As of today, the tests are run using `tf_nightly==2.6.0-dev20210601`.
## Running on GPU
To run jax2tf on GPU, both jaxlib and TensorFlow must be installed with support
for CUDA. One must be mindful to install a version of CUDA that is compatible
with both [jaxlib](https://github.com/google/jax/blob/master/README.md#pip-installation) and
[TensorFlow](https://www.tensorflow.org/install/source#tested_build_configurations).
## Updating the limitations documentation
The jax2tf tests are parameterized by a set of limitations
(see `tests/primitive_harness.py` and `tests/jax2tf_limitations.py`).
The limitations specify test harnesses that are known to fail, by
JAX primitive, data type, device type, and TensorFlow execution mode (`eager`,
`graph`, or `compiled`). These limitations are also used
to generate tables of limitations, e.g.,
* [List of primitives not supported in JAX](https://github.com/google/jax/blob/master/jax/experimental/jax2tf/g3doc/jax_primtives_coverage.md),
e.g., due to unimplemented cases in the XLA compiler, and
* [List of primitives not supported in jax2tf](https://github.com/google/jax/blob/master/jax/experimental/jax2tf/g3doc/primitives_with_limited_support.md),
e.g., due to unimplemented cases in TensorFlow. This list is incremental
on top of the unsupported JAX primitives.

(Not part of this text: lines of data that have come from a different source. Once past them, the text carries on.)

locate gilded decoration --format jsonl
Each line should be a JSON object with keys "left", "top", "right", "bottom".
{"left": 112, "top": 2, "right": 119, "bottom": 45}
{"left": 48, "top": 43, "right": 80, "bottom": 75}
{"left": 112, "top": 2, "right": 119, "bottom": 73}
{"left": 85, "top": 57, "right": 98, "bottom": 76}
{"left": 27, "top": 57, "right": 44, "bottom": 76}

There are instructions for updating those documents at the end of each
document.
The set of limitations is an over-approximation, in the sense that if XLA
or TensorFlow improves and support more cases, no test will fail. Instead,
periodically, we check for unnecessary limitations. We do this by uncommenting
two assertions (in `tests/jax_primitives_coverage_test.py` and in
`tests/tf_test_util.py`) and runing all the tests. With these assertions enabled
the tests will fail and point out unnecessary limitations. We remove limitations
until the tests pass. Then we re-generate the documentation.